Ministros dos Negócios Estrangeiros da União Europeia concordaram, após uma reunião informal na semana passada, em limitar o número de vistos para cidadãos russos como retaliação à guerra na Ucrânia

Francisco Laranjeira

Os vistos para os cidadãos russos na União Europeia vão ser mais caros e mais demorados a obter – as licenças vão custar agora 80 euros (atualmente o preço é 35 euros) e o prazo será de 15 dias, embora estes possam ser prorrogados até um máximo de 45 dias. A proposta da Comissão Europeia de suspender o acordo de facilitação de vistos com a Rússia, na sequência do acordo alcançado pelos 27 na resposta à invasão militar da Ucrânia, motivou a iniciativa apresentada esta terça-feira em Bruxelas.

Entre outros obstáculos, os turistas russos deixarão de usufruir de múltiplas entradas no espaço Schengen e os vistos serão obtidos com condições menos vantajosas, uma vez que os requerentes terão de apresentar mais documentos para os obter.



Os ministros dos Negócios Estrangeiros da União Europeia concordaram, após uma reunião informal na semana passada, em limitar o número de vistos para cidadãos russos como retaliação à guerra na Ucrânia – o debate foi lançado pelos países bálticos e pela Finlândia, que viram um aumento na chegada de turistas russos às suas fronteiras para viajar daí para o resto da Europa.

Atualmente, quase um milhão de cidadãos russos – 963 mil, segundo estimativas de Bruxelas – possuem vistos válidos para o espaço Schengen. O acordo de facilitação de vistos com a Rússia estava em vigor desde 2007 e permitia que os seus cidadãos entrassem na UE por um período de até 90 dias.

Paralelamente, a Comissão Europeia propôs também hoje uma abordagem comum da UE para o não reconhecimento de passaportes russos emitidos em regiões estrangeiras ocupadas, uma vez que a Rússia estende atualmente a prática de emitir passaportes russos comuns a zonas em território ucraniano sob seu controlo, em particular as regiões de Kherson e Zaporijia (no sul da Ucrânia).

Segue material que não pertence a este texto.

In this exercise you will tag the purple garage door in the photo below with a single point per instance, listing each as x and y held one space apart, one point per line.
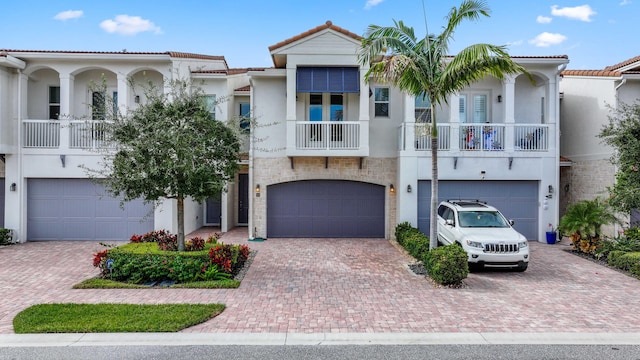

De acordo com Bruxelas, “os Estados-membros não devem reconhecer os passaportes russos emitidos nas zonas ocupadas da Ucrânia como documentos válidos para efeitos de emissão de um visto e de passagem das fronteiras externas da UE”.

Esta proposta legislativa, argumenta o executivo comunitário, “garantirá uma abordagem vinculativa, aplicável em todos os Estados-membros, em substituição das ações voluntárias tomadas pelos Estados-membros desde a anexação ilegal da Crimeia [em 2014]”.